Spycraft - Melton [195]
For instance, lot numbers denoting manufacturing runs used for inventory control, coupled with standardized fabricating processes, gave virtually every component a personal history. Working out the “technological DNA” of terrorist devices, the foreign-finds experts uncovered yet another disturbing trend: terror organizations were no longer working in isolation. They were now forging ties with rogue nations and each other.
In one instance, when analyzing a device uncovered in the Middle East, he noted features of an elaborate, high-powered radio receiver with British markings. “We kept finding components that were marked from a British company. And when we showed it to the British, they identified it as PIRA [Provisional IRA] technology,” recalled Orkin. “British analysis had concluded that PIRA traded technology for guns and explosives with the Libyans. Libya also trained some of the PIRA guys who handed them the technology. There was another incident in Peru. And when we looked at it, we said this looks like the other device from PIRA.”

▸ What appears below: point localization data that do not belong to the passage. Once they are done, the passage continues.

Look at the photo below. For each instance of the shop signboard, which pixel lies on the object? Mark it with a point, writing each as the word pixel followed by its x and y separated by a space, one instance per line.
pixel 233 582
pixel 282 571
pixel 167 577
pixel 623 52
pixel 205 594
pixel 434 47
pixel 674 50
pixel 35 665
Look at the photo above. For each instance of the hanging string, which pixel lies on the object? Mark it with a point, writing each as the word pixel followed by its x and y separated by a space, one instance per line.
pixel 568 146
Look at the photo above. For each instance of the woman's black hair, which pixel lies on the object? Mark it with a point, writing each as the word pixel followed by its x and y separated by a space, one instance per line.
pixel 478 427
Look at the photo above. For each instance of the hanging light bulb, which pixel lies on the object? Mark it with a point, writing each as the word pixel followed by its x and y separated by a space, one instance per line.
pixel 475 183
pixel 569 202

What eventually emerged was a complex, interlocking network of terrorist organizations. For example, PIRA technology could support the ETA (Euzkadi Ta Askatasuna) in Spain and ETA could hand off some of the equipment to Shining Path in Peru, and so on and so on. While these groups did not always share political or social agendas, they did share a common desire for bomb-making technology. “It was getting harder and harder to differentiate between groups by their technology,” explained Orkin.

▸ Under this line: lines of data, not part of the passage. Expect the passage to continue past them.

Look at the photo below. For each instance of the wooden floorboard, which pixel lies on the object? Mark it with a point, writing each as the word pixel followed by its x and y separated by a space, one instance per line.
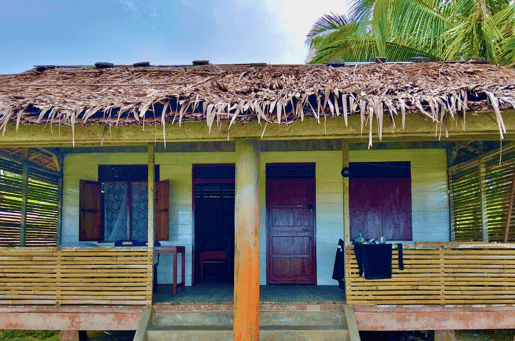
pixel 223 293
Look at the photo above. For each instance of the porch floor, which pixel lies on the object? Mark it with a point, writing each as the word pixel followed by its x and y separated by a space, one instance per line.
pixel 223 293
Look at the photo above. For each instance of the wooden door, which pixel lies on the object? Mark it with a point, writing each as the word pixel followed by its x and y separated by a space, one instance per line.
pixel 291 257
pixel 90 211
pixel 162 209
pixel 380 200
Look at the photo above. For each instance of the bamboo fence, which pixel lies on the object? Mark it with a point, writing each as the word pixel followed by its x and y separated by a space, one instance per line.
pixel 75 276
pixel 439 274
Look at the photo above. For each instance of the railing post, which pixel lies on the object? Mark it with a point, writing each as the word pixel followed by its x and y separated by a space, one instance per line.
pixel 58 279
pixel 246 255
pixel 151 213
pixel 484 207
pixel 24 196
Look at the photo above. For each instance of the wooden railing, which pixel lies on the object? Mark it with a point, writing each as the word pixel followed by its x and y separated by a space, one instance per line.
pixel 439 274
pixel 75 276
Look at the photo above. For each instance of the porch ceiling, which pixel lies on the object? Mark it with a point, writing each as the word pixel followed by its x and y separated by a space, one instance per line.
pixel 433 93
pixel 479 127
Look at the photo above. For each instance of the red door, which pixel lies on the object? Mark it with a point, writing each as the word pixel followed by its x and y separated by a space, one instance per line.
pixel 380 200
pixel 291 257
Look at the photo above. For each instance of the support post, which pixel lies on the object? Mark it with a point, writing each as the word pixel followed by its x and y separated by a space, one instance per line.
pixel 482 187
pixel 151 196
pixel 444 335
pixel 346 217
pixel 151 213
pixel 510 208
pixel 246 255
pixel 24 196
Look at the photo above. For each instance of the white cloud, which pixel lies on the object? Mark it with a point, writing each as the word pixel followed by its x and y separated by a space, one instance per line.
pixel 296 19
pixel 139 8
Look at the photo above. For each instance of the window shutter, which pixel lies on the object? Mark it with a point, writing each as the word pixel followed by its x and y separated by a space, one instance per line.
pixel 42 209
pixel 90 213
pixel 465 193
pixel 162 209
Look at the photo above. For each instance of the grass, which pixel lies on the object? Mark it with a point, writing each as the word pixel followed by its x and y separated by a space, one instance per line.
pixel 29 335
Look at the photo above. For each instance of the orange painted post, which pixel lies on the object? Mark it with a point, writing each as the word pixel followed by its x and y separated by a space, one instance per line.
pixel 246 255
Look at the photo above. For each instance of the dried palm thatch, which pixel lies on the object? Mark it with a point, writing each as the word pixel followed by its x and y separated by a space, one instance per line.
pixel 272 94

The ringing bells and songs of carolers on Christmas Day 1988 sounded with little joy or peace for families of the 259 passengers and crew of Pan Am Flight 103. Four days earlier, just after 7 PM on December 21, a bomb ripped a hole in the forward fuselage of the Boeing 747 as the plane reached its cruising altitude of 31,000 feet over Scotland. Stunned air traffic controllers at London’s Heathrow Airport watched the aircraft vanish from their radar screens, replaced by small blips as nearly 700,000 pounds of airborne debris, including flaming jet fuel, rained down on the small town of Lockerbie.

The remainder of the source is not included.